そんな会話をよそに、もこもこと震える未人たちが、恐る恐るこちらを見ていた。
「いまの……何が起きたのです?」
俺は石像を親指で示す。
「お前たちを追ってた連中の方が、明らかに悪そうだったので、俺の妹が石に変えた」
「ということは……」
未人の目が、わずかに輝いた。
「助けて……くださったのですか? あなた様がたは、一体……?」
「ああ。通りすがりの魔王だ」
「私も魔王にゃん」
「魔王が二人!?」
未人たちは、再び絶望した表情になった。
「もはやこれまで……未人薄命……」
「いや、俺たちは襲ったりしない」
「……では」
恐る恐る、未人が聞いてきた。
「毛を、むしらない?」
「え、毛?」
「はい……魔王ガルムの戌人軍は、下名ら未人を捕らえては、全身の毛をむしるのです……」
「……変態にゃん」
リリィが即答した。
「いえ、別にそういう性癖というわけではなく……我ら未人は、毛に魔力を蓄える種族なのです。戌人たちは、その魔力を吸い取るために、その……」
「なるほど、そういうことか。でも、毛を奪われるだけなら、命に関わるほどじゃないんじゃないか?」
俺がそう言うと、未人は首をブンブンと横に振った。
「何をおっしゃいます。下名ら未人にとって、毛は命……尊厳そのものです」
そして、ため息を吐いて深刻そうに続けた。
「それに……毛を奪われた未人は、このニブルヘイムの寒さに耐えられません……」
「ああ……それは、致命的だな」
確かに、髪を少し短く切っただけでも、冬場は身に染みるほど寒かったりする。
「おかげさまで、下名らの毛は守られました。ですが、助けていただいて、はいさよならでは、未人の名折れというものです」
未人のひとりが、胸に手を当てて深々と頭を下げた。
「ぜひ、下名らの街までお越しください。ささやかではありますが、お礼をさせていただきたいのです」
未人たちの強い意志に、その申し出を断ることはできなかった。
俺たちは、彼らに案内されるまま、未人の街へ向かうことになった。
未人の街――メープルタウン。
万年氷の大地を切り開くように、丸みを帯びた建物が並んでいる。
家々は石や氷で作られているが、その外壁は毛皮や織物で覆われ、まるで巨大な動物たちが身を寄せ合っているかのようだ。

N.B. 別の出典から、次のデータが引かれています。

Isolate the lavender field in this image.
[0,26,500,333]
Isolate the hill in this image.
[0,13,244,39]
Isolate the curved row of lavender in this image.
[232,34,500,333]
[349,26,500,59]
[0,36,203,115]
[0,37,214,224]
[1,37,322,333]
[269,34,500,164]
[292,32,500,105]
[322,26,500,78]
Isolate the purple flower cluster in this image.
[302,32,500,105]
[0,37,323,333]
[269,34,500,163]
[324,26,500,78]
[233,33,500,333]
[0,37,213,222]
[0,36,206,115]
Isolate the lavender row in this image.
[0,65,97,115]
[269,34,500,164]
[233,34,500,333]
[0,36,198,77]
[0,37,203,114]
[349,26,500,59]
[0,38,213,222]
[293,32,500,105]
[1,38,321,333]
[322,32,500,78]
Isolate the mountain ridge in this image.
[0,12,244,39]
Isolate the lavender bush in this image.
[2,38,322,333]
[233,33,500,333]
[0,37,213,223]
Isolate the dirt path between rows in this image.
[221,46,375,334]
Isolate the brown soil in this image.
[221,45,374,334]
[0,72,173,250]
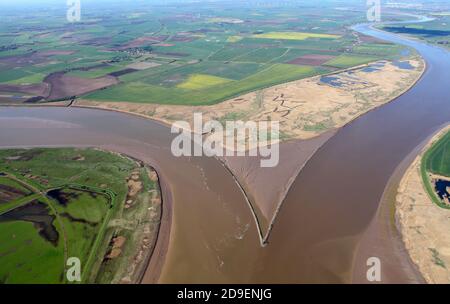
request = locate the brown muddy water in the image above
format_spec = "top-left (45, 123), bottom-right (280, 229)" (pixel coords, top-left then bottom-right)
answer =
top-left (0, 22), bottom-right (450, 283)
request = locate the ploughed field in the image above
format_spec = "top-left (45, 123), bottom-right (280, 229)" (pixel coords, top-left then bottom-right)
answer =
top-left (0, 149), bottom-right (160, 283)
top-left (0, 3), bottom-right (408, 105)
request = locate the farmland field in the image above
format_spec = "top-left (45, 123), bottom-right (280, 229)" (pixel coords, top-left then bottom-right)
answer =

通りを行き交う未人たちは皆、豊かな毛並みを誇りにするように整えている。
寒冷地でありながら、街には活気があった。
そんな街の中心、ひときわ大きな集会殿へと通された。
そこで俺たちは、この街を治める存在と対面することになる。
聖王、マリー・バフォメット。
腰に届くほど長く伸びた、純白の毛。気品を感じさせる立ち姿の女王だった。
「あなた方が、我が民を助けてくださったのですね」
聖王マリーは、俺たちの前で静かに膝を折り、深々と頭を下げる。
「心より、感謝申し上げます」
その姿に、俺はどこか見覚えがあった。
――そうだ。
「……あなたに、よく似た魔王と会ったことがあります」
俺がそう告げると、マリーは小さく微笑んだ。
「おそらく、それは私の姉でしょう」
「姉……?」
「はい。未人の魔王、メリー・バフォメット」
その名が口にされた瞬間、すべてが繋がった。
「私は、この街と民を守るため、聖王となりました。そして姉は、他の魔王たちに対抗する力を得るため、魔王になる道を選んだのです」
静かな声だったが、その言葉には強い意志が滲んでいた。